Group says city was complicit in transatlantic slave trade, threatens civil disobediance

Yawu Miller
Yawu Miller is the former senior editor of the Bay State Banner. He has written for the Banner since 1988.... VIEW BIO

Citing records of slavery in 1638 in what is now East Boston, Dorchester activist Kevin Peterson is calling on the city of Boston to issue an apology for what he says was its complicity in the Atlantic slave trade, and to begin a dialogue about reparations.

In a letter sent to District 4 City Councilor Brian Worrell, Peterson asks Worrell to prevail upon the Council to issue an apology.

“Only then can we truly and earnestly discuss reparations. Only then can we find real reconciliation between whites and Blacks in the city, which is the source of continuing social discord and xenophobia in Boston,” Peterson writes.

Worrell did not respond to the Banner’s request for comment.

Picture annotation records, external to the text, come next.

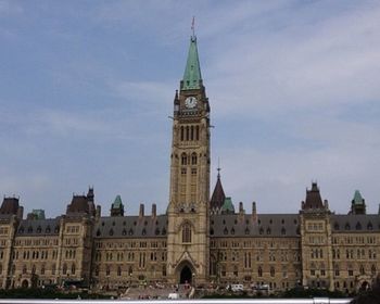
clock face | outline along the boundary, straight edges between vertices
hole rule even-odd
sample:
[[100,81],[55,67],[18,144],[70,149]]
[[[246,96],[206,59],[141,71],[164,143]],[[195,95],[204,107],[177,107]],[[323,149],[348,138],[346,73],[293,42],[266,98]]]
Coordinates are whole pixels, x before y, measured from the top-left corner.
[[193,109],[197,106],[197,98],[194,97],[188,97],[186,100],[185,100],[185,105],[187,109]]

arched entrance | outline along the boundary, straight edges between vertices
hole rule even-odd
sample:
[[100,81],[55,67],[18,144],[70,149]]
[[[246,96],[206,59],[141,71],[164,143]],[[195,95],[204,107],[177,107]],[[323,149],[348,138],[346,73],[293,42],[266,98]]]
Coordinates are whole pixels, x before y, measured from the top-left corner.
[[367,281],[364,281],[362,284],[360,284],[360,288],[359,288],[359,291],[366,291],[368,288],[370,287],[370,284],[367,282]]
[[182,270],[180,271],[179,283],[191,283],[192,271],[188,265],[185,265]]

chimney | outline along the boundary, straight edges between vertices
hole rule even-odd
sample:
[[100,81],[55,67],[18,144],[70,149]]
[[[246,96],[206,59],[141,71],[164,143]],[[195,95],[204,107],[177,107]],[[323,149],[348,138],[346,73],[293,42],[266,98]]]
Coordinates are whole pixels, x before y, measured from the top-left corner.
[[239,203],[239,214],[244,214],[243,202]]
[[157,216],[157,206],[156,204],[152,204],[152,217],[155,218]]
[[139,212],[139,217],[143,217],[144,214],[143,214],[143,208],[144,208],[144,205],[143,204],[140,204],[140,212]]
[[324,201],[325,210],[329,210],[329,201],[325,200]]
[[17,208],[17,218],[18,219],[23,219],[24,216],[24,207],[23,206],[18,206]]
[[96,211],[96,220],[99,220],[102,214],[102,207],[100,205],[97,205],[97,211]]
[[252,202],[252,219],[253,221],[257,219],[256,202]]

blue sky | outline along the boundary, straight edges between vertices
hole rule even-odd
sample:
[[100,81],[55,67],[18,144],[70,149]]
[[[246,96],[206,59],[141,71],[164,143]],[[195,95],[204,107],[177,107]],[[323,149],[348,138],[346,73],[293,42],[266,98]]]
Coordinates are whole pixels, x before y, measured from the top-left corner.
[[312,180],[346,213],[380,203],[379,1],[0,0],[0,193],[102,214],[168,202],[173,98],[195,27],[212,190],[296,213]]

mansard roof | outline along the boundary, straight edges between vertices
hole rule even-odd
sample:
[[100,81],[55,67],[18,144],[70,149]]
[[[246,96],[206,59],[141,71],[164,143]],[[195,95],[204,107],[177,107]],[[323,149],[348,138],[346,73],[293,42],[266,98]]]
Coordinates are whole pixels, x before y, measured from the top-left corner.
[[306,189],[306,200],[302,203],[302,210],[324,210],[322,199],[320,197],[317,182],[312,183],[312,189]]
[[210,218],[210,237],[300,237],[297,214],[225,214]]
[[60,217],[47,219],[23,219],[16,230],[17,237],[58,236]]
[[0,207],[0,214],[2,215],[15,215],[18,211],[17,198],[4,198]]
[[354,199],[352,200],[352,203],[355,205],[364,204],[364,199],[359,190],[355,190],[355,194],[354,194]]
[[377,214],[332,214],[330,223],[333,232],[379,232],[380,216]]
[[116,195],[115,201],[113,202],[111,207],[112,208],[122,208],[122,207],[124,207],[121,195]]
[[166,238],[167,216],[110,216],[94,225],[94,238]]

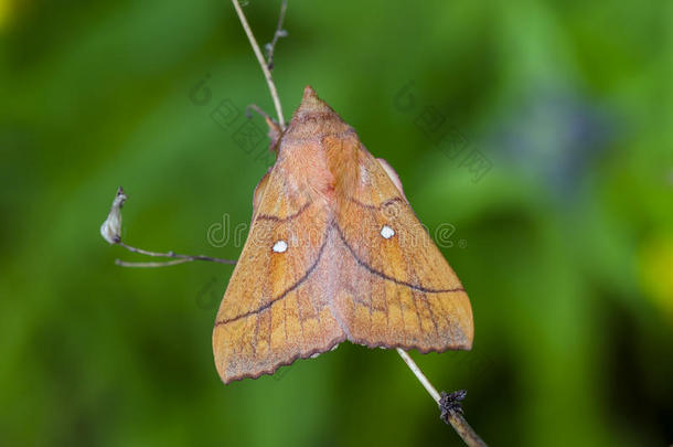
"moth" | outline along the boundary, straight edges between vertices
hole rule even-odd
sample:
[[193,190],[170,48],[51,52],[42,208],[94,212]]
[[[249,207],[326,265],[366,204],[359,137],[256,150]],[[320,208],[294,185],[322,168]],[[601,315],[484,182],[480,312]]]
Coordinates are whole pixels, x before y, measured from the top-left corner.
[[397,174],[310,86],[274,147],[213,330],[222,381],[273,374],[345,340],[471,349],[468,295]]

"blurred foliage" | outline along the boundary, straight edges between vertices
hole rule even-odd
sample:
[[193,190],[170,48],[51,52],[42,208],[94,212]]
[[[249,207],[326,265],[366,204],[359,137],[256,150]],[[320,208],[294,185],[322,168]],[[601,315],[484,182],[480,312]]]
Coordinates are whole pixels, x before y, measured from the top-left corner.
[[[245,8],[260,42],[278,9]],[[671,23],[663,0],[289,4],[286,115],[311,84],[455,228],[474,349],[414,356],[492,445],[673,443]],[[394,352],[222,385],[232,268],[114,265],[119,184],[129,244],[241,251],[206,232],[249,222],[266,141],[211,114],[273,105],[227,1],[2,0],[0,39],[0,445],[460,445]]]

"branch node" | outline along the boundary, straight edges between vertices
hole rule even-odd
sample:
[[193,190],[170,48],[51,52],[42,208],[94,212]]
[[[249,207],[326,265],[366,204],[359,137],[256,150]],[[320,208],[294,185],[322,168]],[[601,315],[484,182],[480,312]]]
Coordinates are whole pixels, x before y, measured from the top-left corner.
[[462,406],[460,402],[468,395],[468,391],[458,390],[452,393],[442,391],[440,395],[441,398],[439,400],[439,408],[441,409],[441,415],[439,417],[441,421],[448,424],[448,416],[450,412],[462,414]]

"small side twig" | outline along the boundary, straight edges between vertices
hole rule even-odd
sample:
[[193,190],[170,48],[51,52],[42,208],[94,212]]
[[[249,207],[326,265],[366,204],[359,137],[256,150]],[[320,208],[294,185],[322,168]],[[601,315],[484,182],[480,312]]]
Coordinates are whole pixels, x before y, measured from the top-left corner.
[[211,263],[220,263],[220,264],[228,264],[228,265],[236,264],[235,259],[223,259],[220,257],[212,257],[212,256],[204,256],[204,255],[179,255],[173,252],[168,252],[168,253],[150,252],[147,249],[132,247],[128,244],[125,244],[121,241],[117,242],[116,245],[119,245],[119,246],[128,249],[129,252],[138,253],[138,254],[146,255],[146,256],[172,257],[175,259],[175,260],[169,260],[165,263],[128,263],[128,262],[120,260],[120,259],[115,260],[115,264],[117,264],[121,267],[168,267],[171,265],[191,263],[192,260],[209,260]]
[[282,130],[285,130],[285,118],[282,116],[282,107],[280,106],[280,98],[278,97],[278,91],[276,91],[276,84],[274,84],[274,77],[271,76],[271,72],[269,71],[267,62],[265,61],[264,55],[261,54],[261,50],[259,50],[259,45],[257,44],[257,40],[253,34],[253,30],[250,29],[250,25],[248,24],[248,21],[245,18],[243,10],[241,9],[241,4],[238,4],[238,0],[232,0],[232,3],[234,3],[234,9],[238,14],[238,20],[241,20],[241,24],[243,25],[243,29],[246,35],[248,36],[248,41],[250,41],[253,52],[255,52],[255,55],[257,56],[257,61],[259,62],[259,66],[261,67],[261,72],[264,73],[264,77],[266,78],[266,83],[269,86],[269,92],[271,94],[271,98],[274,99],[274,106],[276,107],[276,114],[278,115],[278,125]]
[[416,375],[416,379],[418,379],[428,394],[437,402],[437,405],[439,405],[441,421],[450,424],[469,447],[487,447],[487,444],[479,437],[470,424],[468,424],[462,414],[460,401],[464,398],[467,391],[461,390],[451,394],[442,391],[440,394],[405,350],[397,348],[397,353],[407,366],[409,366],[409,370]]

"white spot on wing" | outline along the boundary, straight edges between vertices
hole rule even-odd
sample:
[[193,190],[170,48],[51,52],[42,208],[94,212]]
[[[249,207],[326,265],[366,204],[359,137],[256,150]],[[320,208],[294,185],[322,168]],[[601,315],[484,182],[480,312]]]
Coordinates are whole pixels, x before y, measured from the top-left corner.
[[383,228],[381,228],[381,235],[383,238],[389,240],[395,235],[395,230],[391,228],[388,225],[383,225]]

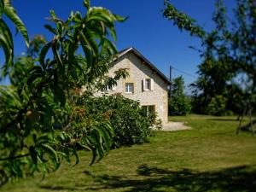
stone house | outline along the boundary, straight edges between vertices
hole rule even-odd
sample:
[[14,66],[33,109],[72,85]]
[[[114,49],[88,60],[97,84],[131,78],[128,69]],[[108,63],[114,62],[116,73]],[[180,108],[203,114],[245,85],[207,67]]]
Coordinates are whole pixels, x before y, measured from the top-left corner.
[[107,90],[108,94],[121,93],[138,101],[147,112],[156,112],[163,125],[166,124],[169,79],[133,47],[118,53],[108,75],[113,77],[119,68],[126,68],[129,76],[119,80],[115,87]]

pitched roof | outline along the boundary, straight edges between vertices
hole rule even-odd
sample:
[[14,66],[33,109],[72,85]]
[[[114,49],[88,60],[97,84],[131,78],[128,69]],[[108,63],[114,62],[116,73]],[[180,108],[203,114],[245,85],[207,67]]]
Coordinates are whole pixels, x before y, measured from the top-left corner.
[[170,79],[164,75],[163,73],[161,73],[158,68],[155,67],[155,66],[154,64],[152,64],[146,57],[144,57],[137,49],[136,49],[134,47],[130,47],[127,49],[125,49],[123,50],[120,50],[119,52],[118,52],[118,58],[121,57],[122,55],[132,52],[133,54],[135,54],[137,57],[139,57],[141,60],[143,60],[149,68],[151,68],[154,72],[155,72],[162,79],[164,79],[168,84],[171,84],[171,81]]

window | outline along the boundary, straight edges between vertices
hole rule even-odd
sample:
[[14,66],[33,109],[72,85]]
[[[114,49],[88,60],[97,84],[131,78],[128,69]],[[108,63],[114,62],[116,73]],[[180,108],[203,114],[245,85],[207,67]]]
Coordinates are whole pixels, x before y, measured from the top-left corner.
[[133,93],[134,84],[133,83],[125,83],[125,93]]
[[148,91],[154,90],[154,79],[143,79],[143,90]]
[[143,111],[143,115],[145,117],[148,117],[149,114],[154,113],[155,113],[155,106],[154,105],[145,105],[142,106]]
[[150,88],[151,88],[151,86],[150,86],[150,79],[145,79],[145,89],[146,90],[151,90]]

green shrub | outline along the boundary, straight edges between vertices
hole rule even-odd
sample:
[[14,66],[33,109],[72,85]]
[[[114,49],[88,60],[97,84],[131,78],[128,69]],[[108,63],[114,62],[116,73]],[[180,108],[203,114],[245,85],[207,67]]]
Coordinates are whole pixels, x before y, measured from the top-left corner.
[[115,132],[113,148],[131,146],[149,141],[152,127],[161,127],[156,114],[145,115],[139,102],[121,95],[103,96],[84,100],[90,113],[103,114],[109,119]]
[[186,96],[172,96],[168,102],[169,115],[186,115],[191,113],[191,105]]
[[212,97],[207,108],[208,114],[226,115],[226,102],[227,99],[223,96]]

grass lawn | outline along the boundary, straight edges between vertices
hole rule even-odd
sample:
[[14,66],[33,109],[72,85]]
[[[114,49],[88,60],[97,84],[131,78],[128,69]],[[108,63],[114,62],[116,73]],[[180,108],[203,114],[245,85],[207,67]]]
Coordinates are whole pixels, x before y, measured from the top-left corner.
[[193,129],[155,131],[150,143],[112,150],[89,166],[64,163],[39,176],[8,183],[1,191],[256,191],[256,136],[236,135],[236,117],[172,117]]

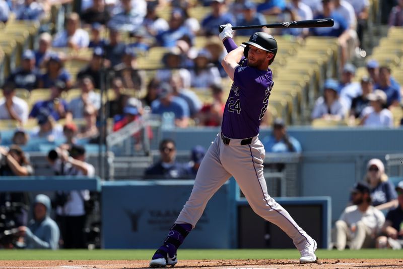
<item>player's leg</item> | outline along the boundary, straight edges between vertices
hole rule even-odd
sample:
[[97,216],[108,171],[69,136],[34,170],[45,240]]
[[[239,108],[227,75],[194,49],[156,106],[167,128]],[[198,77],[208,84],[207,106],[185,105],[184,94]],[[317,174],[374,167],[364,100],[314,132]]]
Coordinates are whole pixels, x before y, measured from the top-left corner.
[[176,251],[202,217],[207,202],[231,175],[220,161],[220,141],[216,139],[202,161],[192,192],[164,243],[150,262],[151,267],[175,265]]
[[[253,210],[265,220],[277,225],[293,240],[301,253],[301,262],[316,259],[316,243],[294,221],[281,205],[268,194],[263,175],[264,149],[257,138],[246,145],[226,147],[224,154],[230,156],[223,160],[224,168],[235,178]],[[233,164],[236,165],[233,165]],[[233,164],[233,165],[231,165]]]

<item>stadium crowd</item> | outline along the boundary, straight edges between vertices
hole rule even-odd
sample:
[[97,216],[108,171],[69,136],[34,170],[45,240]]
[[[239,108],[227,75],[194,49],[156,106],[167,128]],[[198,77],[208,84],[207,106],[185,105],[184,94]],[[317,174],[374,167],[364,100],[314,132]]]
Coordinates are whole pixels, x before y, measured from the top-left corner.
[[[403,1],[396,4],[387,13],[390,27],[403,26]],[[51,28],[47,23],[54,7],[62,7],[54,21],[63,23]],[[58,161],[48,158],[58,175],[93,176],[95,169],[85,162],[82,145],[98,144],[105,139],[104,132],[118,131],[149,114],[161,116],[166,128],[221,126],[230,85],[220,64],[225,52],[217,36],[218,26],[227,23],[236,26],[264,24],[268,19],[333,19],[332,28],[261,29],[301,40],[310,36],[337,38],[340,72],[320,85],[321,96],[310,112],[312,122],[322,119],[376,128],[403,125],[403,118],[394,118],[392,113],[401,110],[403,89],[389,67],[368,61],[366,75],[357,77],[357,67],[352,63],[357,48],[364,48],[369,9],[368,0],[0,0],[0,21],[6,25],[12,20],[40,21],[43,25],[36,43],[31,49],[22,51],[19,66],[11,70],[2,87],[0,120],[15,121],[18,128],[10,143],[12,145],[0,147],[5,160],[0,175],[33,174],[23,149],[31,141],[35,143],[40,139],[59,145],[58,158],[66,166],[60,167]],[[167,13],[164,10],[170,11],[168,16],[161,16]],[[194,10],[207,12],[196,18]],[[249,36],[256,30],[243,30],[236,34]],[[200,40],[203,45],[199,45]],[[153,57],[161,59],[161,65],[145,68],[143,64]],[[103,92],[107,93],[106,101]],[[267,115],[273,118],[264,119],[262,126],[273,124],[273,132],[263,140],[266,152],[301,152],[301,145],[287,134],[284,121]],[[104,129],[102,117],[112,119],[108,130]],[[146,171],[146,178],[194,177],[205,153],[205,149],[195,147],[190,163],[179,164],[175,158],[175,141],[163,140],[159,149],[161,159]],[[376,164],[383,175],[382,162]],[[373,194],[379,184],[385,185],[381,177],[371,177],[372,165],[368,166],[369,191],[359,186],[355,193]],[[401,183],[396,188],[398,195],[389,186],[387,189],[393,193],[389,196],[393,199],[381,201],[395,204],[392,200],[397,197],[399,205],[388,213],[383,226],[378,225],[378,232],[384,237],[376,241],[372,236],[374,245],[377,243],[395,248],[399,243],[401,246],[403,227],[396,224],[403,208]],[[36,197],[32,204],[34,218],[29,225],[29,203],[24,194],[18,194],[5,195],[0,201],[5,204],[7,199],[14,199],[23,204],[19,234],[26,238],[26,247],[57,248],[55,241],[59,242],[55,238],[59,232],[52,232],[52,236],[42,233],[46,230],[44,225],[52,231],[59,229],[47,217],[51,207],[49,197]],[[378,205],[375,202],[384,196],[374,195],[371,201]],[[60,241],[61,246],[84,247],[82,235],[67,235],[82,233],[89,192],[58,193],[55,197],[56,220],[61,238],[64,238]],[[358,204],[354,199],[352,201]],[[345,223],[339,223],[339,234],[348,230]],[[33,230],[37,232],[37,237]],[[72,238],[76,241],[66,240]],[[338,249],[348,245],[348,236],[343,238],[340,240],[346,242],[338,243]],[[354,244],[350,245],[351,248],[358,247]]]

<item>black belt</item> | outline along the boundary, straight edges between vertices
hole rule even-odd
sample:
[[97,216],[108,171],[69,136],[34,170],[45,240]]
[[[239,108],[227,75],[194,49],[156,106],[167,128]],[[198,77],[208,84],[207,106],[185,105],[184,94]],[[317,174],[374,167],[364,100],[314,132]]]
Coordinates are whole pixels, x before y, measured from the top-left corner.
[[[245,138],[241,140],[241,145],[249,145],[252,143],[253,137],[249,137],[249,138]],[[221,139],[223,140],[223,143],[226,145],[229,145],[231,138],[227,137],[221,133]]]

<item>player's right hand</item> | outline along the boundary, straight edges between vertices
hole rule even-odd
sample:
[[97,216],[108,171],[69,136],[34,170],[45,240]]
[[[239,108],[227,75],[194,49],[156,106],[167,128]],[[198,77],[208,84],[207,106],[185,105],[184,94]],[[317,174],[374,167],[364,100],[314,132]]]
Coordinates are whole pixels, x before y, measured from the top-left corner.
[[230,23],[227,23],[227,24],[221,25],[220,27],[224,27],[224,29],[223,29],[223,31],[218,35],[221,41],[223,41],[227,37],[231,37],[232,38],[232,33],[234,32],[234,30],[232,30],[232,25],[231,25]]

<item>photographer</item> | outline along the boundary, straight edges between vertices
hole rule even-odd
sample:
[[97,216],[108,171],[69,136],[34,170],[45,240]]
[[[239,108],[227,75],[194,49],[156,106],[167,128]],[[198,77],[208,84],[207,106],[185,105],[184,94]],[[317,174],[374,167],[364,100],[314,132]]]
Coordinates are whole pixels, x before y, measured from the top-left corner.
[[34,202],[34,219],[28,227],[18,228],[24,237],[26,248],[58,248],[60,231],[56,223],[49,217],[51,210],[50,199],[44,194],[38,194]]
[[[20,147],[15,145],[11,146],[10,149],[0,147],[0,177],[26,176],[32,174],[32,167]],[[27,193],[0,193],[0,208],[5,216],[5,219],[2,217],[0,220],[1,230],[26,225],[29,204]]]
[[[85,162],[85,149],[82,146],[64,145],[51,150],[47,158],[56,175],[88,177],[95,175],[94,167]],[[89,199],[88,190],[56,193],[56,221],[60,228],[63,248],[85,247],[85,205]]]

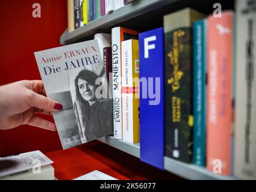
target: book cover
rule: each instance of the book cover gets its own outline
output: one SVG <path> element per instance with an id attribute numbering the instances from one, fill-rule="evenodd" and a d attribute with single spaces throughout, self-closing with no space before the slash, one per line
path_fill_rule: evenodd
<path id="1" fill-rule="evenodd" d="M 164 49 L 163 28 L 139 35 L 140 160 L 163 170 Z M 143 89 L 144 88 L 144 89 Z M 148 88 L 145 89 L 145 88 Z M 154 118 L 151 117 L 154 116 Z"/>
<path id="2" fill-rule="evenodd" d="M 123 140 L 140 142 L 139 41 L 122 42 L 122 101 Z"/>
<path id="3" fill-rule="evenodd" d="M 122 27 L 116 27 L 111 31 L 112 40 L 112 86 L 114 115 L 114 137 L 122 139 L 121 74 L 121 42 L 138 38 L 139 32 Z"/>
<path id="4" fill-rule="evenodd" d="M 105 0 L 101 0 L 101 16 L 103 16 L 105 14 Z"/>
<path id="5" fill-rule="evenodd" d="M 106 71 L 107 78 L 108 83 L 110 83 L 110 75 L 112 75 L 112 48 L 106 47 L 103 49 L 103 63 Z M 112 83 L 112 82 L 111 82 Z M 110 86 L 110 89 L 111 86 Z"/>
<path id="6" fill-rule="evenodd" d="M 74 1 L 67 0 L 67 32 L 75 30 Z"/>
<path id="7" fill-rule="evenodd" d="M 229 175 L 232 133 L 233 13 L 208 17 L 207 167 Z M 221 44 L 220 44 L 221 42 Z"/>
<path id="8" fill-rule="evenodd" d="M 63 149 L 113 134 L 112 100 L 97 40 L 34 53 Z"/>
<path id="9" fill-rule="evenodd" d="M 193 162 L 202 167 L 205 166 L 207 35 L 207 19 L 195 22 L 193 25 Z"/>
<path id="10" fill-rule="evenodd" d="M 204 15 L 187 8 L 164 16 L 166 155 L 192 162 L 192 24 Z"/>
<path id="11" fill-rule="evenodd" d="M 234 175 L 256 179 L 256 1 L 236 1 Z"/>

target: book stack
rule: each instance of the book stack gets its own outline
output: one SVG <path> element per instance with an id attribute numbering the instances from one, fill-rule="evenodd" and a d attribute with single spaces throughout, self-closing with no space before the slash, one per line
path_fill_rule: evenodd
<path id="1" fill-rule="evenodd" d="M 0 158 L 0 180 L 54 180 L 53 162 L 40 151 Z"/>

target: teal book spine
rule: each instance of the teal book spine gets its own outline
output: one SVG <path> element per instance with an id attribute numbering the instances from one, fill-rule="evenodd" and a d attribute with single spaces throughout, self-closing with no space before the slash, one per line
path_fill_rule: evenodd
<path id="1" fill-rule="evenodd" d="M 205 166 L 206 71 L 207 21 L 193 23 L 193 163 Z"/>

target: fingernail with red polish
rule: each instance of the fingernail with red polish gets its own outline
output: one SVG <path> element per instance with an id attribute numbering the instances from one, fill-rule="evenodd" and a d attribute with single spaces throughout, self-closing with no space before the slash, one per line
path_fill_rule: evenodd
<path id="1" fill-rule="evenodd" d="M 54 108 L 57 110 L 61 110 L 63 108 L 63 106 L 60 103 L 55 103 Z"/>

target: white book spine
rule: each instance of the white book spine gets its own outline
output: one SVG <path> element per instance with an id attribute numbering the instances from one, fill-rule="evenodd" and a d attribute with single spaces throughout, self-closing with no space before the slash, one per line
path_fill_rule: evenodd
<path id="1" fill-rule="evenodd" d="M 122 139 L 120 28 L 113 28 L 111 35 L 114 137 Z"/>
<path id="2" fill-rule="evenodd" d="M 106 13 L 110 13 L 114 10 L 114 2 L 116 0 L 105 0 L 105 10 Z"/>
<path id="3" fill-rule="evenodd" d="M 256 11 L 236 1 L 237 58 L 234 175 L 256 179 Z"/>
<path id="4" fill-rule="evenodd" d="M 133 87 L 132 40 L 122 42 L 122 87 Z M 122 93 L 123 140 L 133 143 L 133 94 Z"/>

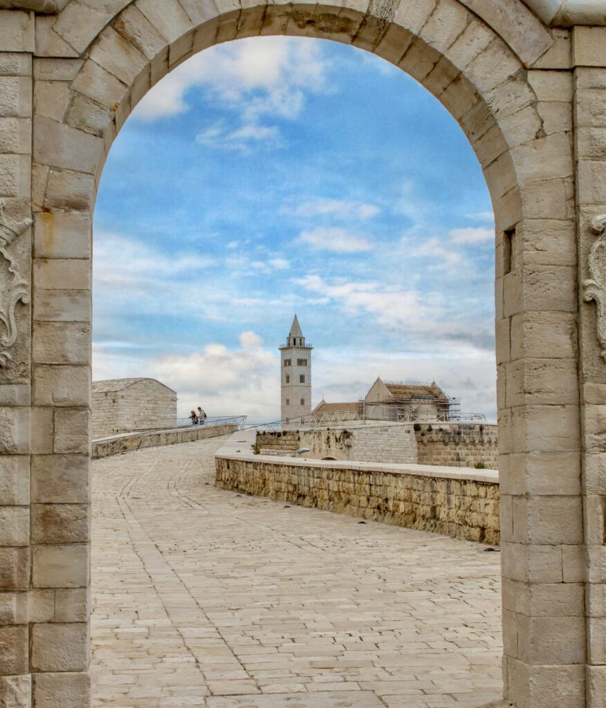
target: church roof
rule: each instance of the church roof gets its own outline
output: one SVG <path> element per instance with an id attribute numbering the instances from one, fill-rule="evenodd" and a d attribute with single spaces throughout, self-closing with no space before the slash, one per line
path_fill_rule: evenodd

Peterson cites a 1638 journal entry by the Puritan governor of Massachusetts, John Winthrop, noting the arrival of three slaves in Massachusetts Bay Colony. In 1641, the colony adopted the Body of Liberties, a set of laws governing the colony. The document allowed the enslavement of those captured in just wars, those who sell themselves into slavery and those sold as slaves to members of the colony, and drew on Biblical references to slavery, adding, “And these shall have all the liberties and Christian usages which the law of God established in Israel concerning such person doth morally require.”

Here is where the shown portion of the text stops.